God’s Plan?

God’s Plan?

This week’s question is: How to balance our desire to continuously improve, fulfilling our ambitions, etc. with an understanding and embrace of what God’s ultimate plan is for our life?

You don’t do small questions do you, church? I’ve heard a similar question from two different places. One from a concerned father asking this same question as we picked strawberries. One from a middle-schooler as we made s’mores before the Sandlot movie. Three questions about God’s plan, what is it, how do we follow it, where is our choice in it? Great question! It keeps me up at night. I love questions like these!

What exactly is God’s plan? Is it everything that has happened or will happen to us? I don’t think so. I don’t think we’re fated, or all of our actions predetermined like we’re puppets on a string. God’s plan is NOT everything that happens to us. It is something else. In John 7:17, Jesus says, “Anyone who chooses to do the will of God will find out whether my teaching comes from God or whether I speak on my own.” God’s plan is something we choose for ourselves. It is an active choice set before us.

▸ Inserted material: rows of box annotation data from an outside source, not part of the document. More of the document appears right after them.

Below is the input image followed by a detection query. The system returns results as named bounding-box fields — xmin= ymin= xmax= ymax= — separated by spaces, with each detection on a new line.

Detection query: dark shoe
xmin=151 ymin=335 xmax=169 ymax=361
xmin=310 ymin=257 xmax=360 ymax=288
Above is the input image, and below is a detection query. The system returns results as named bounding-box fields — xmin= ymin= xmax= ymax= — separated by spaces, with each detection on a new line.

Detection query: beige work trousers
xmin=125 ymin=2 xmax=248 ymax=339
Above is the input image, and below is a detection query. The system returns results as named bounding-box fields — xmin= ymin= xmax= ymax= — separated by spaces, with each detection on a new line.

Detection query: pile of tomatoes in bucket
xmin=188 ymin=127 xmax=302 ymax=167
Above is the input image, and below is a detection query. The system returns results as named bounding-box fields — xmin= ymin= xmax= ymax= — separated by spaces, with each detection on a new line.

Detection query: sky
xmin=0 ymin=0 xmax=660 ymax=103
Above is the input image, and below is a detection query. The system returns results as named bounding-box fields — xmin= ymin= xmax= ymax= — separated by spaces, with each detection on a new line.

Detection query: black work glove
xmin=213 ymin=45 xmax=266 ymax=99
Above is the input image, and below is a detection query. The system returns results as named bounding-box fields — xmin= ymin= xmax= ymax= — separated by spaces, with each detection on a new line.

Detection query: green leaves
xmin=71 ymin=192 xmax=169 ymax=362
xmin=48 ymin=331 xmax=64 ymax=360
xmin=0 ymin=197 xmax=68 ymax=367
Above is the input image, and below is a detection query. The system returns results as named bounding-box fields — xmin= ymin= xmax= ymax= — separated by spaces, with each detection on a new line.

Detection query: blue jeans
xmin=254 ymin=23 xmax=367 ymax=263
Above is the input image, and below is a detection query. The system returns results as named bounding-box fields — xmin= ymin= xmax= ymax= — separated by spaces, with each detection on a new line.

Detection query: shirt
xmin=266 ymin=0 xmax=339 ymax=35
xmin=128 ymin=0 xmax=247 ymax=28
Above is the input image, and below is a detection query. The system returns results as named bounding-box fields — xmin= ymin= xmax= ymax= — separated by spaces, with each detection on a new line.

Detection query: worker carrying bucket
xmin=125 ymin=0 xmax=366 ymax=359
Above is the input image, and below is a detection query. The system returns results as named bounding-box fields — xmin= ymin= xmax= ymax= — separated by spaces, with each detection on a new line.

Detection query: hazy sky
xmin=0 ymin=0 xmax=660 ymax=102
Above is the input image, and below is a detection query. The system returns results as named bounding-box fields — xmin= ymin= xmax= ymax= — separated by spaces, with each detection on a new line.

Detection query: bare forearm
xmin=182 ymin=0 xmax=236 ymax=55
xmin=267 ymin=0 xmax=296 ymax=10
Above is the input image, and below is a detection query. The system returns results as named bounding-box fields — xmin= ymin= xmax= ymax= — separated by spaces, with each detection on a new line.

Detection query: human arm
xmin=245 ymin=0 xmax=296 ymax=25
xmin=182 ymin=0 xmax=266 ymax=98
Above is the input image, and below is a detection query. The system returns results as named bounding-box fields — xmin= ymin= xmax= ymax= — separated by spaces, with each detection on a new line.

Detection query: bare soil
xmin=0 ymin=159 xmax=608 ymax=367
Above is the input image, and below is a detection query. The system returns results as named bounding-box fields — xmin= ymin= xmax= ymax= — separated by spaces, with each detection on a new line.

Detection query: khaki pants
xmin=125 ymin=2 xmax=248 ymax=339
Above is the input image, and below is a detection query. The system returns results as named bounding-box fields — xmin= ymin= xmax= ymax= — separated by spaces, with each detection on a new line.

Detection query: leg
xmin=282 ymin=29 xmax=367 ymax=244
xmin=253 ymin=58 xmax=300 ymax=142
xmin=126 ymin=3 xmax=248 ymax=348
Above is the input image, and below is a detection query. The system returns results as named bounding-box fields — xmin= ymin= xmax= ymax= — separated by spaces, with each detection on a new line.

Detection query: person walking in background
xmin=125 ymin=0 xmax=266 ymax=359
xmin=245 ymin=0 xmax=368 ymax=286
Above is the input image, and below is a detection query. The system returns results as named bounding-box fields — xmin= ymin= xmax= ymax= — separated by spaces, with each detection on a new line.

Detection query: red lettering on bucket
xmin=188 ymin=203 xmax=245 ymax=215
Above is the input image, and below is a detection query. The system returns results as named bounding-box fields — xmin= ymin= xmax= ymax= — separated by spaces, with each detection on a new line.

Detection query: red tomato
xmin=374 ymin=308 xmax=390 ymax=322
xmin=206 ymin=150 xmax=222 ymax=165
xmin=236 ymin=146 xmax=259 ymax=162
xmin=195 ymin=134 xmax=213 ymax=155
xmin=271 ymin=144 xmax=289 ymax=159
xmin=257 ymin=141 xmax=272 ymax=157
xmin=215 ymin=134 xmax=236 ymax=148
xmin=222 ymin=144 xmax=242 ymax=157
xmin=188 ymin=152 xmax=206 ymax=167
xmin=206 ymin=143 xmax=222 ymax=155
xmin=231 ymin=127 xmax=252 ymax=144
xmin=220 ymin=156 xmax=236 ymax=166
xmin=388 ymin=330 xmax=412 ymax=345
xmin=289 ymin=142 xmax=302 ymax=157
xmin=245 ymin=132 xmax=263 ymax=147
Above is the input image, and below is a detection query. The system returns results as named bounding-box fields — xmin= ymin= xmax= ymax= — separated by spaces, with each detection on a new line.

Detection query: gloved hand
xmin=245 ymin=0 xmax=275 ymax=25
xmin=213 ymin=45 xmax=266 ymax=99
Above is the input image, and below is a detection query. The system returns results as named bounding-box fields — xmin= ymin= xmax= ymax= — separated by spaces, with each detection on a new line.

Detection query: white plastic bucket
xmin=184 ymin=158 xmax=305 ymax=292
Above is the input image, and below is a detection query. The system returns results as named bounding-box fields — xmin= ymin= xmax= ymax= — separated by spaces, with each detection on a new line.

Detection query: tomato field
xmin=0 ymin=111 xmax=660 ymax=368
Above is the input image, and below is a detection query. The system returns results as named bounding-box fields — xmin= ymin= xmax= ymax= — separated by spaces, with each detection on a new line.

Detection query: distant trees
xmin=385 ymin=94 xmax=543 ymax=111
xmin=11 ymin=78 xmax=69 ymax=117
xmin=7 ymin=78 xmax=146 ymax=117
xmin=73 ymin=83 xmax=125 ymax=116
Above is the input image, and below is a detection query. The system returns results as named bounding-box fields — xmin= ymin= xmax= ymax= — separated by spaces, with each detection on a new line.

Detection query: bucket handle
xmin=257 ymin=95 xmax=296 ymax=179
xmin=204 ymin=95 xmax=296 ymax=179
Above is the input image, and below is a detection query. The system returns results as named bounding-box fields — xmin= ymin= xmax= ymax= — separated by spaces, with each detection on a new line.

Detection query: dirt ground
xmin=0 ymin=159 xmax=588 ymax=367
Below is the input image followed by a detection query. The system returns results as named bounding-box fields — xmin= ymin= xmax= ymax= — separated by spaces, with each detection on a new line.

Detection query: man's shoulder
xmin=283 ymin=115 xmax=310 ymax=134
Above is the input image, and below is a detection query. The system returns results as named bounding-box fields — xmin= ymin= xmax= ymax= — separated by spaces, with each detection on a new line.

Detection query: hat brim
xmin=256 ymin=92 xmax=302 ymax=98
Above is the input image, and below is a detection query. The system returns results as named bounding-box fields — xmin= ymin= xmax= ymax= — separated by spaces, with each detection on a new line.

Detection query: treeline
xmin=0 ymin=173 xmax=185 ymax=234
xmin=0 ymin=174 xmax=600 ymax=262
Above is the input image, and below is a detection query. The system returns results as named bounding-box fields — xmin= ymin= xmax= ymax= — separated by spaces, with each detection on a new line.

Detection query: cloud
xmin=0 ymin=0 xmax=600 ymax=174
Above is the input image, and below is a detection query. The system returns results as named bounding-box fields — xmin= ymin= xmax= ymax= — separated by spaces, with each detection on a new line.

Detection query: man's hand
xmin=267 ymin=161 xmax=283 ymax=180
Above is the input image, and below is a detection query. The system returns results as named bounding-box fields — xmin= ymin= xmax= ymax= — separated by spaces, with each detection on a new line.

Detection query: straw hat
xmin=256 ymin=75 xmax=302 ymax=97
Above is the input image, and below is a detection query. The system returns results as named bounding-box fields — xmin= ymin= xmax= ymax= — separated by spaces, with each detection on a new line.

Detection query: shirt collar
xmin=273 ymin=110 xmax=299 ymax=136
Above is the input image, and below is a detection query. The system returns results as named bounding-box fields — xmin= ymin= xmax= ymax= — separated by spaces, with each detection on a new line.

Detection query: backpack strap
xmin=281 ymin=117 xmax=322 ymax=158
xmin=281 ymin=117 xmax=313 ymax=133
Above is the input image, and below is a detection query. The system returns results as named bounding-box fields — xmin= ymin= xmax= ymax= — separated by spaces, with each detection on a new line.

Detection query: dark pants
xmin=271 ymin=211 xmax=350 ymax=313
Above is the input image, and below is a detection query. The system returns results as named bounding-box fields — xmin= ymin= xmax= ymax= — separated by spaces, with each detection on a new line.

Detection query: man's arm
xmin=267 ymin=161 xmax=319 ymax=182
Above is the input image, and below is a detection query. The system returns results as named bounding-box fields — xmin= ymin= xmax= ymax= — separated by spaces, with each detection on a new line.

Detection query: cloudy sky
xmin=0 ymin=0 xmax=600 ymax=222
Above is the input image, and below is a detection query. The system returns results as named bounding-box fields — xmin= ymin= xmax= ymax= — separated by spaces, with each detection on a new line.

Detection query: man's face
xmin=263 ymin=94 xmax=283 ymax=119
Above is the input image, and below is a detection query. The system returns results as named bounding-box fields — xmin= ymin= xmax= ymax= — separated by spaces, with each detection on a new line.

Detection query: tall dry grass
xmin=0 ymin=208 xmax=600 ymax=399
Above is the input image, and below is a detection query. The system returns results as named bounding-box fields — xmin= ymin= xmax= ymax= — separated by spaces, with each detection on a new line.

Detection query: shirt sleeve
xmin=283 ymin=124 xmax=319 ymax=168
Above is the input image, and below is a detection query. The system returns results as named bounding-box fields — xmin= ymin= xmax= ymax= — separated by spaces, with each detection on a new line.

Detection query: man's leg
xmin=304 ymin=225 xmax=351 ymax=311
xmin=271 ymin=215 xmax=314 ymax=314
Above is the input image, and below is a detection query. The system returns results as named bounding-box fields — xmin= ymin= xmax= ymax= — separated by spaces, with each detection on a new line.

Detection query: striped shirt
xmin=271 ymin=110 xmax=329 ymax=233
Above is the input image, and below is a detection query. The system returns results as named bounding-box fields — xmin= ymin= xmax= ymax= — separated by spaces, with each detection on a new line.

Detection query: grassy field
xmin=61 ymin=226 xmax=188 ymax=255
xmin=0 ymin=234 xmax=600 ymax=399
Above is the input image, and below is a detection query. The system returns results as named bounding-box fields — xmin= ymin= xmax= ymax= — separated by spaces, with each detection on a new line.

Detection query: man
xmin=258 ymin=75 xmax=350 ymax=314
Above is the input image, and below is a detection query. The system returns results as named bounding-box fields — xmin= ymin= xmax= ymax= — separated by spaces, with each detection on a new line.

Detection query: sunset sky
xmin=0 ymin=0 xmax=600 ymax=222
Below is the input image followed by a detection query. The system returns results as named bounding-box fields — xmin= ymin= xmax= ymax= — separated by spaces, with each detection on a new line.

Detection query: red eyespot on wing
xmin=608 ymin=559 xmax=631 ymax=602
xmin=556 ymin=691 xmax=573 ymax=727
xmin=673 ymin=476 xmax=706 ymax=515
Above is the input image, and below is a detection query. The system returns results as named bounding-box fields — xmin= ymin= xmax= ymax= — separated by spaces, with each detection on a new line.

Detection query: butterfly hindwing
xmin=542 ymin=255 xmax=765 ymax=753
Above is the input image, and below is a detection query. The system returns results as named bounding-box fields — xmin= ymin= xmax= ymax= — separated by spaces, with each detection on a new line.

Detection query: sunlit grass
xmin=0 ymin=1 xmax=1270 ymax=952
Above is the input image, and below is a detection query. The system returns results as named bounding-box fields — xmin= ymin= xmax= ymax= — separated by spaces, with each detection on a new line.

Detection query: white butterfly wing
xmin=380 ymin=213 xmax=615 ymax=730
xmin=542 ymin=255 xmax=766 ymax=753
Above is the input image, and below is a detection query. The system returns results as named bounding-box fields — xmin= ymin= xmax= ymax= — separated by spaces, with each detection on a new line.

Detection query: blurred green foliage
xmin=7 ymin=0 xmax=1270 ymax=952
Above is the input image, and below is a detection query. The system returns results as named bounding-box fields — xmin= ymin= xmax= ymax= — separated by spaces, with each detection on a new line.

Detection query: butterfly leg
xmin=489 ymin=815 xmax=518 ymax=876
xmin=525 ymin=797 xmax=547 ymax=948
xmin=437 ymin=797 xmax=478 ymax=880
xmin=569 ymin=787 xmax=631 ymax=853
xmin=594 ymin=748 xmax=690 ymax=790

The will of God is things like loving God, caring for creation, and loving your neighbor as yourself. God’s plan is for us to show Fruits of the Spirit of  love, joy, peace, patience, kindness, goodness, faithfulness, gentleness and self-control (Gal 5:22-23). Maybe God’s plan isn’t this iron clad path we’re fated to, because I would hope the world would look a lot better if God were in total control in that way. Or Jesus is lying about the goodness of God and life is just as cruel as God is, and then that’s a god I want no part of. I think Jesus can be trusted and I believe in the loving God that Jesus taught, lived, and incarnated. God’s plan involves us working with the Spirit of the Lord to bring good news to the poor, proclaim release to the captives, to let the oppressed go free (Luke 4:18). We can choose that route.

We can trust that plan and actively choose it every day. Or we can choose actions that are opposite. Traits like hatred, bitterness, impatience, evil, nihilism, cruelty, and selfishness are the opposite of the Fruit of the Spirit. War, hatred, injustice are anti-Christ like behavior.

Maybe improving in the Fruits of the Spirit will help you reach whatever goal you have set for yourself. Maybe your ambition driving you can also help you say yes to God’s plan. They might not be as separate as I’m reading in this question. Unless it involves trampling on the poor, keeping people in bondage and oppression, then I think you’re on the right track, and God has blessed it.